Lately, it had been an endless procession of long, black nights and gray mornings, when her sense of failure swept over her like a five-hundred-pound wave; and she was scared. But it wasn't death that she feared. She had looked down into that black pit of death and had wanted to jump in, once too often. As a matter of fact, the thought began to appeal to her more and more.

She even knew how she would kill herself. It would be with a silver bullet. As round and as smooth as an ice-cold blue martini. She would place the gun in the freezer for a few hours before she did it, so it would feel frosty and cold against her head. She could almost feel the ice-cold bullet shooting through her hot, troubled brain, freezing the pain for good. The sound of the gun blast would be the last sound she would ever hear. And then . . . nothing. Maybe just the silent sound that a bird might hear, flying in the clean, cool air, high above the earth. The sweet, pure air of freedom.

No, it wasn't death she was afraid of. It was this life of hers that was beginning to remind her of that gray intensive care waiting room.

MAY 16, 1934

Gopher Bite Report

Bertha Vick reported that Friday night, at about 2 A.M. in the morning, she went to the bathroom and was bitten by a gopher rat that had come up through the pipes and into her toilet. She said she ran and woke up Harold, who did not believe her, but he went in and looked, and sure enough, there it was swimming around in the toilet.

My other half said that the floods must have been the reason it came up through the pipes. Bertha said she did not care what caused it, that she would always be sure to look before she sat down anywhere.

Harold is having the gopher rat stuffed.

Was anybody else's light bill high this month? Mine was very high, which I think is strange, but my other half was off for a week, fishing with his brother Alton, and he is the one who always leaves the lights on. Let me know.

By the way, Essie Rue has a job over in Birmingham, playing the Protective Life organ for the "Protective Life Insurance Company Radio Show" on W.A.P.I., so be sure and listen.

. . . Dot Weems . . .

JANUARY 19, 1986

Mrs. Threadgoode guessed that Evelyn hadn't come out to the nursing home that Sunday, and she was taking a walk on the side corridor, where they keep the walkers and the wheel-chairs. As she turned the corner, there was Evelyn, sitting all by herself in one of the wheelchairs, eating a Baby Ruth candy bar, with big tears streaming down her face. Mrs. Threadgoode went over to her.

"Honey, what in the world is the matter?"

Evelyn glanced up at Mrs. Threadgoode and said, "I don't know," and continued to cry and eat her candy.

"Come on, honey, get your purse, let's walk a little." Mrs. Threadgoode took her hand and pulled her up from the chair, and began to walk her up the corridor and back.

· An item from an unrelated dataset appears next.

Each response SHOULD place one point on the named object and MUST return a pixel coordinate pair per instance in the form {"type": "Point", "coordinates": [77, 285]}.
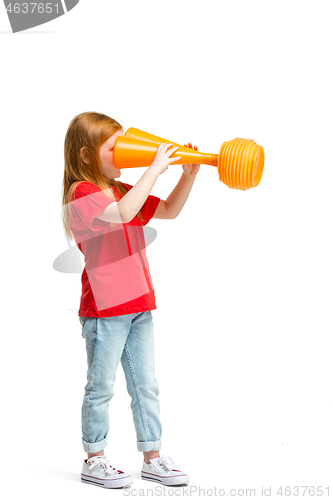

"Now, tell me, honey, what is it? What's the matter? What are you so sad over?”

Evelyn said, "I don't know," and burst into tears all over again.

"Oh sugar, things cain't be all that bad. Let's start one by one, and you tell me some of the things that are bothering you.”

"Well... it just seems like since my children went off to college, I just feel useless."

Mrs. Threadgoode said, "That's perfectly understandable, honey, everybody goes through that."

Evelyn continued, "And . . . and I just cain't seem to stop eating. I've tried and tried, every day I wake up and think that today I'm gonna stay on my diet, and every day I go off. I hide candy bars all over the house and in the garage. I don't know what's the matter with me."

Mrs. Threadgoode said, "Well, honey, a candy bar's not gonna hurt you."

Evelyn said, "One's all right; not six or eight. I just wish I had the guts to get really fat and be done with it, or to have the willpower to lose weight and be really thin. I just feel stuck . . . stuck right in the middle. Women's lib came too late for me. . . I was already married with two children when I found out that I didn't have to get married. I thought you had to. What did I know? And now it's too late to change. . . I feel like life has just passed me by." Then she turned to Mrs. Threadgoode, tears still running down her face. "Oh Mrs. Threadgoode, I'm too young to be old and too old to be young. I just don't fit anywhere. I wish I could kill myself, but I don't have the courage."